In contrast, Esiri Erheriene-Essi’s A Lineage of Grace (for Toni and Cindy) (2019) contained a number of visual references unknown to our (mostly European) group. Makoni adapted nimbly, identifying the American Civil Rights slogans pinned to the figures’ clothes, and the patchwork of figures from Black pop culture hanging behind their heads. She discussed the significance of political activist Angela Davis, whose likeness on a button is pinned to the baby’s onesie, and wondered aloud if the eponymous Toni might be a reference to Toni Morrison—the famous Black American author who died last year.
Inspired by Makoni’s lecture, an observant Hungarian woman in our group wondered whether the family might represent the progression of activism from generation to generation. Another attendee inquired about the significance of Black American activist symbols in a British context, given that Erheriene-Essi is Black British. In response, Makoni described the experience of a global Blackness—a recognition of shared histories that enables Black figures from different countries to feel significant to communities around the world.

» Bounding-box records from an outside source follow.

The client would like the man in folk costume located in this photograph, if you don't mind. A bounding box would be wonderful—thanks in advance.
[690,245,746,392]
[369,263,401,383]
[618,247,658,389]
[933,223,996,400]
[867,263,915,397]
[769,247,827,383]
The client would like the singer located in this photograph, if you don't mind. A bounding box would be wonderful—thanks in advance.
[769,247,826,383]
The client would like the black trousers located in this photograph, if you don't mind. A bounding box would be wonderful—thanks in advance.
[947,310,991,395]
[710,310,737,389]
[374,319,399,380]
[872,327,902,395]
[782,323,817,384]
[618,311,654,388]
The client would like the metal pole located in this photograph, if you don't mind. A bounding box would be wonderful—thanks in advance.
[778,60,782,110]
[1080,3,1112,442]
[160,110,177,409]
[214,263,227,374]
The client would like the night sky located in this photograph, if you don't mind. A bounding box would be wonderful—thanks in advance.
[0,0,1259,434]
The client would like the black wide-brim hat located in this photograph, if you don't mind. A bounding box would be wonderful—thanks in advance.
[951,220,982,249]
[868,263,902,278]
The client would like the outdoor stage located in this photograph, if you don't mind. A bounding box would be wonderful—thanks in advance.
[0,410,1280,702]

Of the four works discussed on this tour, only Kruger’s came from the permanent collection, while the remaining three hang in the museum’s temporary exhibitions. A Lineage of Grace (for Toni and Cindy) is shown in an exhibition dedicated to last year’s Prix de Rome, for which Erheriene-Essi was a nominee. At the beginning of the tour, Makoni acknowledged the lack of female artists represented in the permanent collection—a common feature among modern art museums that Stedelijk director Rein Wolfs seeks to change. “We still have far fewer women than men in our collection,” Wolfs said on International Women’s Day. “It’s important to send a clear message in a strong and also an activist way. And for us, Mama Cash is a really good partner for that.”
Events like the Mama Cash Feminist Festival certainly raise awareness about feminist issues as they pertain to art, but the permanent collection can only be diversified bureaucratically through new acquisitions. I hope that Wolfs intends to expand the museum collection accordingly, but for now, I am impressed by the inclusivity of the temporary exhibit program, which enabled Makoni to create an enthralling tour.
I am in awe of all the artists and organizations that participated in the Mama Cash Feminist Festival. Their work demonstrates how art can be used as a tool for both empowerment and education—to uplift underrepresented communities through art-making, and then share their stories with the world. It was also remarkable to see so many groups with seemingly disparate causes converge on one sunny weekend. Organizations dedicated to LGBTQ+ and sex worker rights shared the stage with those advocating for communities of color, illustrating the increasingly intersectional goals of Dutch feminism and International Women’s Day in The Netherlands.